Summer Writers' Conference
of Pine Manor College

What Does It Mean to be “Workshopped” at the Solstice Conference?

Our Focus

The focus of workshops at the Solstice Summer Writers’ Conference is simple: to help make your creative writing the best it can possibly be. Our participants receive positive feedback and constructive criticism from our faculty members and their fellow students, providing a sense of what’s “working” and not in each creative piece and offering guidance for revision. There is no sense of “back-biting” or competitiveness in the workshops; everyone is urged to keep the atmosphere both professional and nurturing. Students leave a workshop with a sense of where to go next with their own writing by having received in-depth analysis of their work, and by having evaluated and offered similar feedback to other writers in their group.

In advance of the Conference, students will receive (via email) a copy of their fellow workshop participants’ manuscripts. Having the opportunity to read these manuscripts in advance enables all students to participate in workshop discussions in an engaged, detailed way. Print versions of manuscripts will be available for all participants at Conference check-in.

Why Do Two Faculty Members Teach Each Workshop?

Offering two faculty mentors for each workshop exposes students to a range of artistic approaches while keeping the workshop energy level high.

“Most of our conversations during the first half of the Conference were centered around looking at each story’s arc, its ‘big picture,’ while during the second half, we zeroed in on the sentence,” said one Solstice participant. “The combination of the two gave me a wonderful sense of how to look at my work with both a wide-angle lens and a microscope. I realize I need both!”

All students receive feedback on their creative work by at least one of the faculty mentors, who has read the student’s material in advance.
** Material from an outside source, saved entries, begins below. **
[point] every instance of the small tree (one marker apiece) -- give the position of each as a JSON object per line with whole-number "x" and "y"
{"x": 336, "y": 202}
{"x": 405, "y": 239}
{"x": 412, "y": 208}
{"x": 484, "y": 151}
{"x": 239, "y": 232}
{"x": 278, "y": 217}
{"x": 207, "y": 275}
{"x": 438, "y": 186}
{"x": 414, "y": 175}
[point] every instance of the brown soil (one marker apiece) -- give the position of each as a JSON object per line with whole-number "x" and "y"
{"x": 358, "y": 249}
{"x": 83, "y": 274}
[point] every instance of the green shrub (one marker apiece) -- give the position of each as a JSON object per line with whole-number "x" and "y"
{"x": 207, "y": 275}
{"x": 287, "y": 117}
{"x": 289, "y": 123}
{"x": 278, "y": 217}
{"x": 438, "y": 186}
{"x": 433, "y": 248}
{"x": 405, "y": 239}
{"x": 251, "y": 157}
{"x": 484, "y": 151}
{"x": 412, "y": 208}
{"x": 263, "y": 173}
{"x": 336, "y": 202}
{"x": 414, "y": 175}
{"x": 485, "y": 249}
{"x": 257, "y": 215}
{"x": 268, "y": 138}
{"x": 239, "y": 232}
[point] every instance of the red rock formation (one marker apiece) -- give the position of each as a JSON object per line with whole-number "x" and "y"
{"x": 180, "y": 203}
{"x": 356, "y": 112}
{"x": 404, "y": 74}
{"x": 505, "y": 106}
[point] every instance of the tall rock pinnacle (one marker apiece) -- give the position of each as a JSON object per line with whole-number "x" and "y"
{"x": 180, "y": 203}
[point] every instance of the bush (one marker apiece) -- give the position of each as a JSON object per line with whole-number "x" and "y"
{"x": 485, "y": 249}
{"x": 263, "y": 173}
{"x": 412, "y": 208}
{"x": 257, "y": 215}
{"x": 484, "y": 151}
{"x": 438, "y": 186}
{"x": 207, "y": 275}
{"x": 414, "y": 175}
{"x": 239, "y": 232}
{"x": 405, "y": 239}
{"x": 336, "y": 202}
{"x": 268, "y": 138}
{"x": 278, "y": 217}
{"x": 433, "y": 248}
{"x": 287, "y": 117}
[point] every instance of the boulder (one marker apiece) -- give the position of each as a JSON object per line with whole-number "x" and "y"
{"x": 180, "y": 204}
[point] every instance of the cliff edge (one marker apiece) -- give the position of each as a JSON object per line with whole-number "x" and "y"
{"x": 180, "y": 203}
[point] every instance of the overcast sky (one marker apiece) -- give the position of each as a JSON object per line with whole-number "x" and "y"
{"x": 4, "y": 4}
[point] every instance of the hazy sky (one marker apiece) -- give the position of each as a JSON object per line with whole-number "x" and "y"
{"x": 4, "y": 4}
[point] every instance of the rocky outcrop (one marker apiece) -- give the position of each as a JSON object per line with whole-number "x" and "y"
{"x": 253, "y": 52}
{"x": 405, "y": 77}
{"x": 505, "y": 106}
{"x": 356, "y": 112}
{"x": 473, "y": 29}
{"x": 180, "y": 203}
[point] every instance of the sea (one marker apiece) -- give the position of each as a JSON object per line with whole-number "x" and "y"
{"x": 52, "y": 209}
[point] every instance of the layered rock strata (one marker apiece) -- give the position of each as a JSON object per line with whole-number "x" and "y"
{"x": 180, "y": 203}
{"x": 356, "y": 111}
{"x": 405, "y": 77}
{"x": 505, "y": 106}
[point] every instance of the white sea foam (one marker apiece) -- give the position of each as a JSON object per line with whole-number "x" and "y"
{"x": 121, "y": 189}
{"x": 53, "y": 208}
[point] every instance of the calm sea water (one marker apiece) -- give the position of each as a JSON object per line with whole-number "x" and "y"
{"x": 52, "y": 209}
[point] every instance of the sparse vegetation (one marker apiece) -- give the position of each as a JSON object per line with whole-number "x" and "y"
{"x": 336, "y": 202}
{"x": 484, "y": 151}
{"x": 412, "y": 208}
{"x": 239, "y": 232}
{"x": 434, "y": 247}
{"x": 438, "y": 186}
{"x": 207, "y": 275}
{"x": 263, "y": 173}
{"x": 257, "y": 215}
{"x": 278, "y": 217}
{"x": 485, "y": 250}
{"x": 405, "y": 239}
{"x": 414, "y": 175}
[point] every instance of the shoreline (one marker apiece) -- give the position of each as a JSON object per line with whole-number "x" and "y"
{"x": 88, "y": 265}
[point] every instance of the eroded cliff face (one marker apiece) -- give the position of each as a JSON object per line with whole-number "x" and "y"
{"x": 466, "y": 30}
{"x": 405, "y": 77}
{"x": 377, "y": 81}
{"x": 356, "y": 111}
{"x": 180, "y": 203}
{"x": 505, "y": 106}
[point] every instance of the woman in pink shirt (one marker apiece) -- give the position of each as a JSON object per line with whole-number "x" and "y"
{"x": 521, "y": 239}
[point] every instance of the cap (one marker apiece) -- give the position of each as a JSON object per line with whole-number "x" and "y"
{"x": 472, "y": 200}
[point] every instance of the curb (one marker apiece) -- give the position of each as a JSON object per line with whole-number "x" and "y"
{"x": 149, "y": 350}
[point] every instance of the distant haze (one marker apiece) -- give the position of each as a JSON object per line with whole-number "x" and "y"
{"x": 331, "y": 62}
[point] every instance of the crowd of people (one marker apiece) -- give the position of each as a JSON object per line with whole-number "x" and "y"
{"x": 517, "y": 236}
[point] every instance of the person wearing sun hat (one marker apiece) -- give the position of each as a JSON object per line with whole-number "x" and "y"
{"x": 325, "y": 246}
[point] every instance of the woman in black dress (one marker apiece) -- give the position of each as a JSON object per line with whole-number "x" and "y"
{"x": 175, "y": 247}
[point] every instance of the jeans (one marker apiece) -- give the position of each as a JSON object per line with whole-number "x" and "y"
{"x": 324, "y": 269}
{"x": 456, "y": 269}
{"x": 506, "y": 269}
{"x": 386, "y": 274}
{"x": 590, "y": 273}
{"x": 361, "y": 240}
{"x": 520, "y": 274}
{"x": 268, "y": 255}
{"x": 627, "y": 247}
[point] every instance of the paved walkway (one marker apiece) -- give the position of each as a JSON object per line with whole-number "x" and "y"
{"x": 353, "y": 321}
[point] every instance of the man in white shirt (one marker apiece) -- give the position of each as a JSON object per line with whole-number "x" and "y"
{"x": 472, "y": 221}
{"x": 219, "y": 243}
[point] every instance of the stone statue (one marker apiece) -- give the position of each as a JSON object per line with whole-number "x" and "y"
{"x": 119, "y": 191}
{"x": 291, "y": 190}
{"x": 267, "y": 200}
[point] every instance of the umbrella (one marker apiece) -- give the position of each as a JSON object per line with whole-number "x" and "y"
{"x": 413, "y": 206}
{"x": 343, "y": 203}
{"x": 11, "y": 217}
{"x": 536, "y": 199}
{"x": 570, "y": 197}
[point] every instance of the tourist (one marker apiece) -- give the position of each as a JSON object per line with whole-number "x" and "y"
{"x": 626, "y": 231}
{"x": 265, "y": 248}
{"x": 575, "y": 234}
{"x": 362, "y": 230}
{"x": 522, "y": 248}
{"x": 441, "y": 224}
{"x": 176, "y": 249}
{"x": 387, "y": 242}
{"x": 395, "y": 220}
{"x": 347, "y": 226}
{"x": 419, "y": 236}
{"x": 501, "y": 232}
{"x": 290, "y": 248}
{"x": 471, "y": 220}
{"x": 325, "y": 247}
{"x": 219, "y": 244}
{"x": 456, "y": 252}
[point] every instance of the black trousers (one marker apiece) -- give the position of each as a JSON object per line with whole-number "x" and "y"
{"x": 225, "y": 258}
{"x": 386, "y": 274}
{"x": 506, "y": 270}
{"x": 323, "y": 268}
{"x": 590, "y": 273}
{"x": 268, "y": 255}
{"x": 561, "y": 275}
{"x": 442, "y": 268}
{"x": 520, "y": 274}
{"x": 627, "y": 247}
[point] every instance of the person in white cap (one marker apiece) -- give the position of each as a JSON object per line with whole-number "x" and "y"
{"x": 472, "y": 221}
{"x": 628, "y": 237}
This positive feedback and constructive criticism, in addition to the lively discussions of the work of all students in the group, provides a rich and varied array of suggestions and ideas that can be applied to each student’s own craft.

“I learned just as much from hearing what our faculty mentors said about my peers’ work as I did from hearing what they suggested about my own,” said one Solstice participant.

How Are the Workshops Structured & Conducted?

The Solstice Conference invites its faculty members to structure and conduct their workshops in their own unique ways. Each faculty person explains his or her “ground rules” at the beginning of the session. For example, some workshop leaders invite all participants, including the author of the piece being discussed, to chime in whenever they have something to say, while others might ask each participant in turn to offer positive feedback and suggestions. Many faculty members will ask the author of the particular piece being discussed not to speak until the end of the group’s conversation. (There’s a good reason for this: if your poem or story were published in a magazine or book, you as its author would not be able to peer over the reader’s shoulder explaining, “What I meant by that was…” By listening to the discussion of your work, you gain a sense of what people are “getting,” where they might be confused, and what seems to be most striking / moving / memorable.)